Michał Koterski w najnowszym wywiadzie wyznał, że kiedy przez dwie dekady był osobą uzależnioną, znalazł się na dnie. - Nocowałem na klatkach. Byłem na samym dnie - wyznał. Doszło nawet do tego, że jego matka zwątpiła w to, że jej syn w końcu wyjdzie z nałogu i przeżyje.
Moja mama mi się przyznała, że w pewnym momencie tak się poddała, że już tylko czekała na telefon, kiedy usłyszy w słuchawce: "Pani Iwono, pani syn nie żyje"

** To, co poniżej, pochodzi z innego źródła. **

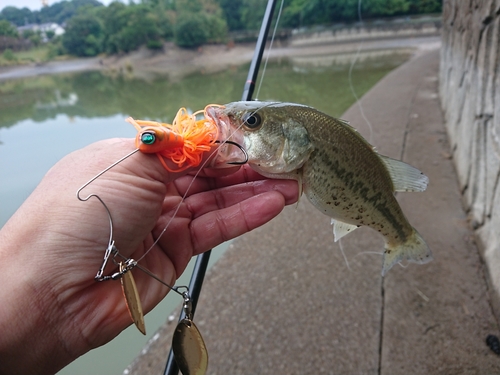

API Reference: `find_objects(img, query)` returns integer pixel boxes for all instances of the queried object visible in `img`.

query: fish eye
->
[243,113,262,130]
[141,131,156,145]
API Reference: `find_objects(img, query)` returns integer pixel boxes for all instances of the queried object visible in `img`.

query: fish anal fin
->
[378,154,429,192]
[382,230,432,276]
[332,219,358,242]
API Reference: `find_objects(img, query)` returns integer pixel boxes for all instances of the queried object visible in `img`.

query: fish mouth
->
[205,106,248,168]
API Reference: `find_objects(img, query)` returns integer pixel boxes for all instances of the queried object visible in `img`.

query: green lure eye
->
[141,132,156,145]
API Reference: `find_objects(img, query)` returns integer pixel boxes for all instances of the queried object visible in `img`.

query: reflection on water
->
[0,52,408,375]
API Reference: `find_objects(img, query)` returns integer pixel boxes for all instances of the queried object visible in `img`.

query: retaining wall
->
[440,0,500,312]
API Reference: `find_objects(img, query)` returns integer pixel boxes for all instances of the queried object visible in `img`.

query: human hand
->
[0,139,298,374]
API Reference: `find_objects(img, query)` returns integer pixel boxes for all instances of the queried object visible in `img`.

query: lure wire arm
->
[95,244,189,299]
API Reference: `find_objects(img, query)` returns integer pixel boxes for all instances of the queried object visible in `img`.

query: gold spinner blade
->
[119,262,146,335]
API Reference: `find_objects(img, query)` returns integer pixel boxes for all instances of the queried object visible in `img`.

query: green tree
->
[0,20,19,38]
[62,14,104,56]
[99,3,163,53]
[2,48,17,61]
[175,13,208,48]
[45,30,56,40]
[0,6,36,26]
[36,0,103,25]
[219,0,245,31]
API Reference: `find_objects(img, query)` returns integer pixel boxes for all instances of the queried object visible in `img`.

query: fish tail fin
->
[382,229,432,276]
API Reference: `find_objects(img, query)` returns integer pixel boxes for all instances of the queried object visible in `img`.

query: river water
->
[0,50,409,375]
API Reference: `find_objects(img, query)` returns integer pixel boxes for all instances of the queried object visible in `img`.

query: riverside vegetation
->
[0,0,442,65]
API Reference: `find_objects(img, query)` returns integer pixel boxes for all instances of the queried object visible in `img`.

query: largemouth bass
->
[206,101,432,275]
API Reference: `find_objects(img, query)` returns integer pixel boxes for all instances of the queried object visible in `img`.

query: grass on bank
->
[0,44,69,66]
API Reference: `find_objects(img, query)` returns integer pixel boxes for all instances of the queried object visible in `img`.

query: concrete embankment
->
[440,0,500,318]
[126,49,500,375]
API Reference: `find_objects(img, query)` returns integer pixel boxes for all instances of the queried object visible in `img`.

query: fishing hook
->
[215,141,248,165]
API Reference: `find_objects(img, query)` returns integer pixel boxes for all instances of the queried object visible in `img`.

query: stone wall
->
[440,0,500,311]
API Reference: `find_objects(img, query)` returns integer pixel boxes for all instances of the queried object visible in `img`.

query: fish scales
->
[294,106,412,247]
[207,102,432,274]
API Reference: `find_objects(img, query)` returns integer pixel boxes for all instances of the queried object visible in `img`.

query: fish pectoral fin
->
[332,219,359,242]
[378,154,429,192]
[382,229,432,276]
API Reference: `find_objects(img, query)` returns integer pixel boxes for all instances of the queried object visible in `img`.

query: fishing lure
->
[76,104,248,375]
[126,104,220,172]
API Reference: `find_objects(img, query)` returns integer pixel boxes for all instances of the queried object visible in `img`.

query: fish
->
[205,101,432,276]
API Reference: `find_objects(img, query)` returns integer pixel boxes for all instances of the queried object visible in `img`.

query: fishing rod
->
[163,0,277,375]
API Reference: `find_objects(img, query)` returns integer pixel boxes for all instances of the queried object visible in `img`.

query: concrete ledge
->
[126,50,500,375]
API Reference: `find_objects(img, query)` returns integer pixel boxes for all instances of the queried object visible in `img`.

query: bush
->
[2,48,17,61]
[175,13,208,48]
[62,14,103,56]
[146,40,163,50]
[205,15,227,43]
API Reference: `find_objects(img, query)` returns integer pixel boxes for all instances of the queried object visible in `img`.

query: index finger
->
[174,165,266,196]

- powiedział Koterski w rozmowie z Jankowskim. Na tym jednak nie koniec. Aktor wspominał bowiem też moment, w którym zaproponowano mu, żeby opisał swoje przeżycia w formie autobiografii. Koterski wiedział, że w ten sposób może pomóc innym, jednak w tamtym momencie życia jeszcze się o to nie troszczył. W końcu jednak zrozumiał, że miał szczęście wyzdrowieć i powinien podzielić się swoim doświadczeniem z innymi.

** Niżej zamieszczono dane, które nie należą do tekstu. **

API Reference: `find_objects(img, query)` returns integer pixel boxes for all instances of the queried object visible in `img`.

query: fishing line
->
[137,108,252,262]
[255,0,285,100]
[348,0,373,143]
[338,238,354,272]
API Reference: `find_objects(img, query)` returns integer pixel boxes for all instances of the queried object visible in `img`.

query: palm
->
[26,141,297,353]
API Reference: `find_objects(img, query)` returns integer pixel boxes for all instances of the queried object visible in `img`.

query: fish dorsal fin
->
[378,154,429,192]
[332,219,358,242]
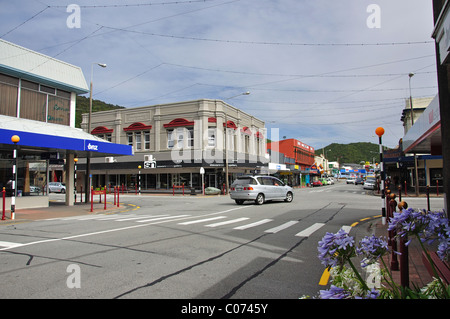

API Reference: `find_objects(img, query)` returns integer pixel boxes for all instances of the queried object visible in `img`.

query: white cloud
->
[0,0,437,148]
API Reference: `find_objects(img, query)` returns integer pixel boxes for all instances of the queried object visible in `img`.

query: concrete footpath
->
[0,192,442,287]
[0,201,127,226]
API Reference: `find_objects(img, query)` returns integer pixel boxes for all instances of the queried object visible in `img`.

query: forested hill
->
[315,142,386,163]
[75,96,124,127]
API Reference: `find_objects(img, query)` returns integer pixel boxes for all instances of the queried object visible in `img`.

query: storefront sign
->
[433,4,450,64]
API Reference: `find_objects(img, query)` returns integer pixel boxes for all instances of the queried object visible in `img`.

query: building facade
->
[0,39,132,208]
[267,138,314,186]
[81,99,266,191]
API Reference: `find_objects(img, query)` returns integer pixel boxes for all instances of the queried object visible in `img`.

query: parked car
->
[230,175,294,205]
[363,177,377,189]
[312,180,322,187]
[48,182,66,194]
[30,185,41,195]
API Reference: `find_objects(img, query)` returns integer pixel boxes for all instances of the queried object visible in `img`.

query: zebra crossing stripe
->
[178,216,227,225]
[295,223,325,237]
[233,219,273,230]
[136,215,190,223]
[265,220,298,234]
[206,217,248,227]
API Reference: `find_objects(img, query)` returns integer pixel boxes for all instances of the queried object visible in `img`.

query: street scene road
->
[0,182,442,299]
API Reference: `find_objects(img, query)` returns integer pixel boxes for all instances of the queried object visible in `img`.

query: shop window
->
[208,128,216,147]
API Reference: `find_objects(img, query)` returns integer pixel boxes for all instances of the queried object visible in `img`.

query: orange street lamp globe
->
[11,135,20,143]
[375,126,384,137]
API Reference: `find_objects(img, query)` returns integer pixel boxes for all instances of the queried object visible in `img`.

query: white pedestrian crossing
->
[295,223,325,237]
[265,220,298,234]
[233,219,273,230]
[206,217,249,227]
[178,216,227,225]
[44,214,352,241]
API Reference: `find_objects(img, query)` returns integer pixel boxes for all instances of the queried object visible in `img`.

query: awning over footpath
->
[0,115,133,157]
[403,95,442,154]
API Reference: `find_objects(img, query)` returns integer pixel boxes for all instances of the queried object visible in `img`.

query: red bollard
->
[436,180,439,196]
[91,186,94,213]
[2,187,6,220]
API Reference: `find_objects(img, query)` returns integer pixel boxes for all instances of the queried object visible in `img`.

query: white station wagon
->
[230,175,294,205]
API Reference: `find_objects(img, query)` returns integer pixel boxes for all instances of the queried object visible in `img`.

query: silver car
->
[230,175,294,205]
[363,177,377,190]
[48,182,66,193]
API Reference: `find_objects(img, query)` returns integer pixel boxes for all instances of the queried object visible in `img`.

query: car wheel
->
[284,192,294,203]
[255,194,264,205]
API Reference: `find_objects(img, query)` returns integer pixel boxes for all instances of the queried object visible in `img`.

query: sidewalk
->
[0,201,123,226]
[375,219,432,288]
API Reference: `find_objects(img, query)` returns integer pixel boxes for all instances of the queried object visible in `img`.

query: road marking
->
[136,215,191,223]
[0,205,253,251]
[178,216,227,225]
[295,223,325,237]
[206,217,249,227]
[341,224,353,234]
[0,241,23,248]
[319,268,330,286]
[115,214,169,222]
[233,219,273,230]
[265,220,298,234]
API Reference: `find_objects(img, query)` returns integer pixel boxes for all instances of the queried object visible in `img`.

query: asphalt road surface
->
[0,183,442,299]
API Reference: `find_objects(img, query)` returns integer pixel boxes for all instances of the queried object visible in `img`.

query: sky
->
[0,0,437,149]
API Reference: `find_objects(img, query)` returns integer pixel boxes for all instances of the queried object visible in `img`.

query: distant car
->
[312,181,322,187]
[30,185,41,195]
[363,177,377,189]
[48,182,66,194]
[230,175,294,205]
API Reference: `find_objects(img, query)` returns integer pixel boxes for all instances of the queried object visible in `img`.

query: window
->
[127,133,133,147]
[167,127,194,148]
[167,130,175,148]
[144,131,150,150]
[134,132,142,151]
[186,127,194,147]
[208,128,216,147]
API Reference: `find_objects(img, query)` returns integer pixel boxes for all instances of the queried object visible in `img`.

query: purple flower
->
[317,229,355,267]
[320,285,351,299]
[356,235,389,267]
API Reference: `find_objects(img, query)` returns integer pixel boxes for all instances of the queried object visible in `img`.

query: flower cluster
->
[356,235,389,267]
[318,209,450,299]
[318,229,355,267]
[388,208,450,260]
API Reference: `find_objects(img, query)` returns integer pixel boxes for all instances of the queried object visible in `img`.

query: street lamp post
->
[11,135,20,219]
[84,62,106,203]
[138,165,141,195]
[375,127,386,225]
[408,73,419,196]
[73,157,78,203]
[225,91,250,194]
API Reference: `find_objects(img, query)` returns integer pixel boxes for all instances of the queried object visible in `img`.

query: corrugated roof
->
[0,115,133,157]
[0,39,89,93]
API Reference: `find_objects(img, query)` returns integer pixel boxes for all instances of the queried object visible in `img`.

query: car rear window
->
[233,177,256,185]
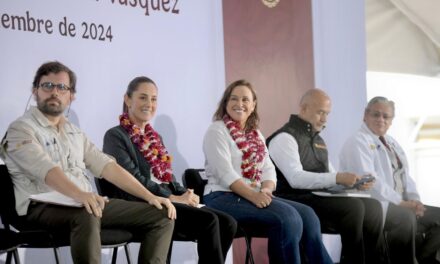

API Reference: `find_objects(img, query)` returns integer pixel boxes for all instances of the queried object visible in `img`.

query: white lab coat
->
[339,123,420,217]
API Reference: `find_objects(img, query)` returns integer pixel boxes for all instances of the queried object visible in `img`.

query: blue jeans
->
[203,191,333,264]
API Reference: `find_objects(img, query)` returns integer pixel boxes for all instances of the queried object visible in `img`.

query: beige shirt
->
[0,107,113,215]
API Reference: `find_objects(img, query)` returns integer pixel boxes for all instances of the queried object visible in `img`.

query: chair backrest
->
[0,164,19,228]
[183,169,208,203]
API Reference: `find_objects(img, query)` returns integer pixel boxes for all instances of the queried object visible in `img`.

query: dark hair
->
[32,61,76,93]
[122,76,157,113]
[213,80,260,131]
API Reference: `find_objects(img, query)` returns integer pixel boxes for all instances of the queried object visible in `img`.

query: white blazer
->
[339,123,420,217]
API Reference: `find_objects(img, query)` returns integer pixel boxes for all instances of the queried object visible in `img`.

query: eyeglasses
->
[39,82,71,94]
[368,111,394,121]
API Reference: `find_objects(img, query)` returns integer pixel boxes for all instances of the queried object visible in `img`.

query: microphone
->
[23,93,32,114]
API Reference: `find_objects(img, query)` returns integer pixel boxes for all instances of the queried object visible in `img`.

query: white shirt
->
[203,121,276,194]
[339,123,420,215]
[269,132,337,189]
[0,107,114,215]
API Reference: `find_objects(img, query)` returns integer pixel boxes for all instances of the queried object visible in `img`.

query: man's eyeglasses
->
[368,111,394,121]
[39,82,71,94]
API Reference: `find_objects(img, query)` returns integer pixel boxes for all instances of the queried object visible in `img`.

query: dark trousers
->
[26,199,174,264]
[173,203,237,264]
[384,203,440,264]
[277,194,386,264]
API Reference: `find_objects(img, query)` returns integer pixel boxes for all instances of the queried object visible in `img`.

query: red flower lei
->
[119,113,173,182]
[223,115,266,182]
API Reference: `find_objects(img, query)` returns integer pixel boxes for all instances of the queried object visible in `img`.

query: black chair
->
[183,169,268,264]
[95,178,197,264]
[0,164,133,263]
[0,229,20,264]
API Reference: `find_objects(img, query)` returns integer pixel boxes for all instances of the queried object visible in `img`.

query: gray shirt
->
[0,107,113,215]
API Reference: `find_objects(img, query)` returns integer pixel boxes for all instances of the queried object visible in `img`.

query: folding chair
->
[0,164,133,264]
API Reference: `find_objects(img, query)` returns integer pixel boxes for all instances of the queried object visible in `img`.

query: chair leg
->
[124,244,131,264]
[167,240,173,264]
[382,231,391,263]
[12,249,20,264]
[53,248,60,264]
[5,251,12,264]
[244,235,254,264]
[112,247,118,264]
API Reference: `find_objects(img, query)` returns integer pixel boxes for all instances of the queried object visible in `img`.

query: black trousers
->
[173,203,237,264]
[26,199,174,264]
[278,194,386,264]
[384,203,440,264]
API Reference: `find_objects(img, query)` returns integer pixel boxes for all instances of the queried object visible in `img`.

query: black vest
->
[266,115,329,195]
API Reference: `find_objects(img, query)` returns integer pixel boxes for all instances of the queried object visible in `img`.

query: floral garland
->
[119,113,173,182]
[223,115,266,184]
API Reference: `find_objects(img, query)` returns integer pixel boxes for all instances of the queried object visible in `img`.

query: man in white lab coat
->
[339,97,440,263]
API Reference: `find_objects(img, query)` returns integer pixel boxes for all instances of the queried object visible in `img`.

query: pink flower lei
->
[223,115,266,183]
[119,113,173,182]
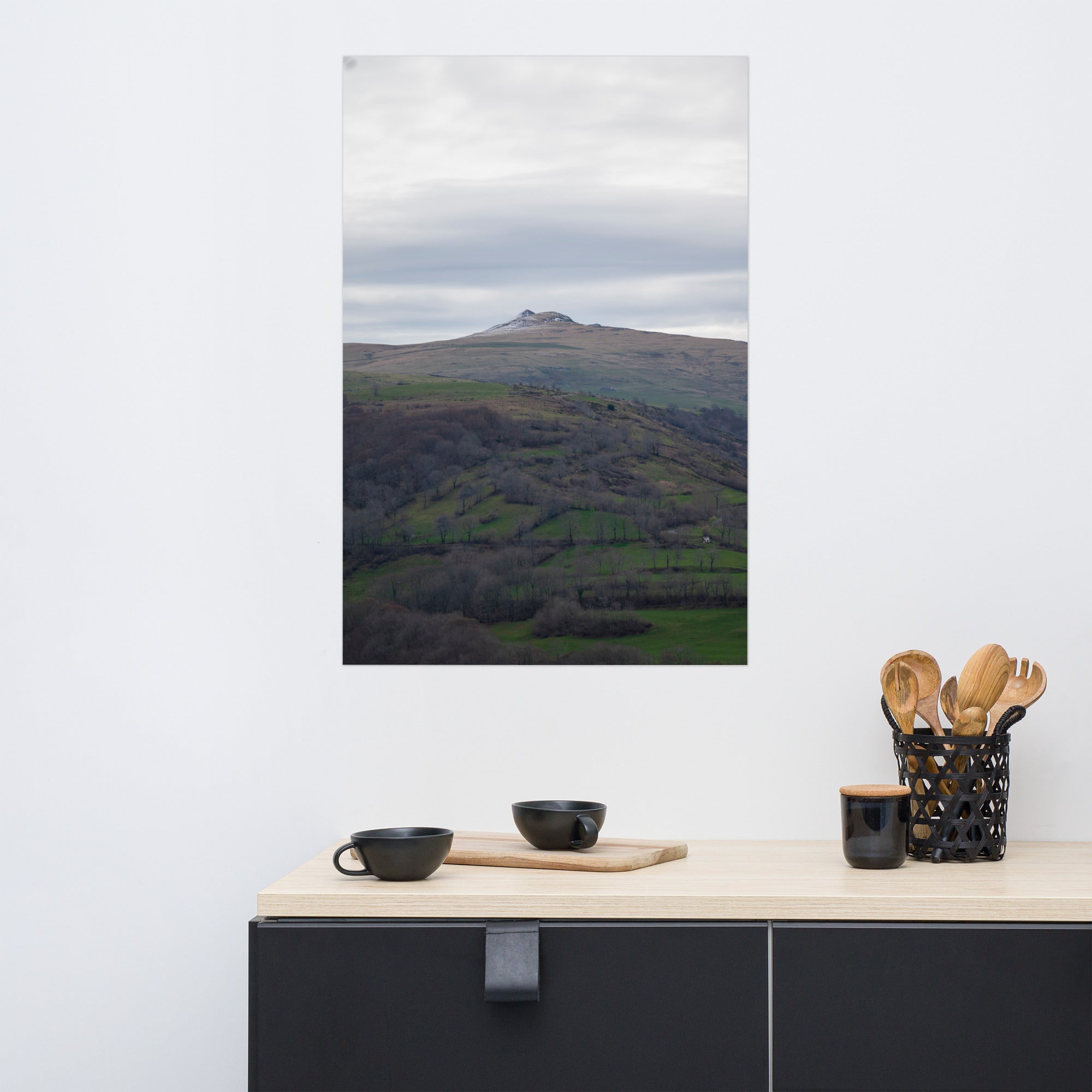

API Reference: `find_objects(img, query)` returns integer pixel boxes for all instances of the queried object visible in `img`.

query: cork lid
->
[839,785,910,799]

Jestem w tym małym procencie szczęściarzy, którzy przeżyli. 95 procent ludzi, których spotkałem w ośrodkach na swojej drodze, nie przeżyło. Niektórzy są zakładach zamkniętych, albo dogorywają na ulicach, albo w kryminałach. (...) Teraz troszczę się jak o jajko o to moje życie
- usłyszeliśmy.
Misiek Koterski przyznał, że sięgał po pomoc wielu terapeutów. Droga do wyzdrowienia po tym, jak został abstynentem, była jednak niezwykle trudna. Aktor wyznał, że odstawienie alkoholu i narkotyków było początkiem jego terapii. Dopiero będąc trzeźwym, mógł zacząć uczyć się siebie na nowo. - Wcześniej, zamiast dojrzewać emocjonalnie i uczyć się tego, jaki jest normalny rozwój każdego człowieka, który przeżywa uczucia i radzi sobie ze smutkiem, ze wstydem, a może i z radością, to ja od tych uczuć uciekałem. Czyli jako 35-letni facet uczyłem się na nowo przeżywać uczucia. (...) Dzięki terapii mogłem nauczyć się siebie na nowo. (...) Uczyłem się chodzić na nowo pod każdym najmniejszym względem. Ale jestem za to dzisiaj wdzięczny - przyznał.